The ways that sounds are pronounced can vary slightly from language to language even if the same IPA symbol is used. For example, the Finnish word maat ("countries") sounds different from the British English (Received Pronunciation) word mart even though both are transcribed as IPA [mɑ:t][1]; the Spanish word sin ("without") has a somewhat different vowel from the American English seen though both are transcribed as [sin].
Writing systems
Languages where a given symbol represents only one phoneme and every phoneme is represented only by one symbol are known by the layman as "phonetic languages", which might be better described as "phonemically written". English is often given as an example of an "unphonetic" language as its spelling system is highly erratic. There are numerous cases in which it is not possible to predict the pronunciation from the spelling or vice versa. Welsh is also among the least predictable of the languages using the Latin alphabet. In French, rules to predict pronunciation from spelling are quite simple and with few exceptions (as long as there are some clues such as context or part of speech), but guessing spelling from pronunciation is quite difficult, especially because of the many silent letters. Italian, Spanish and especially Finnish have a very close letter-to-phoneme correspondence. Karelian has a perfectly phonemic spelling system, as it has no standard language, but it has a complete spelling system.
However, the split between phonemically-written and non-phonemically-written languages is usually exaggerated. All languages are in fact written with conventional signs that represent meaning and are inspired to some degree by pronunciation. This is true at both ends of the scale: Chinese characters are first and foremost symbols of meaning, but they do also have some minimal phonetic information. At the other extreme, there are some few orthographies which are perfect phonemic representations of the standard accent, but since they make no effort to represent the variation in pronunciation within a language, they too are partially conventional.

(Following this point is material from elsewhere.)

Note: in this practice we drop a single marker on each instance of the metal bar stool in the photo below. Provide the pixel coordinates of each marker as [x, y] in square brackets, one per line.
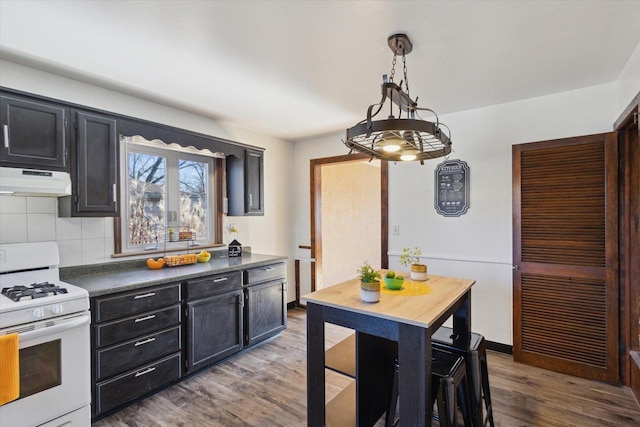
[450, 389]
[473, 348]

All other languages fall somewhere between these extremes. Although English is often given as an example of an "unphonetic" language, in reality its system is nowhere near as close to being a purely conventional system as Chinese writing is. English spelling conveys etymological information, but also vast amounts of phonetic information. Spanish is often given as an example of a "phonetic" language; however, it has numerous imperfections including silent letters. It is, at least, possible to know the correct pronunciation of any written Spanish word. Another phonetic language is Serbian, its phoneticity was established by Serbian "Webster" Vuk Stefanovic Karadzic; he followed a strict phonemical principle, which is best told by his own words: "Write as you speak and read as it is written.". Hindi, a descendant of Sanskrit, is an example of "phonetic" language written with a non-Roman Alphabet.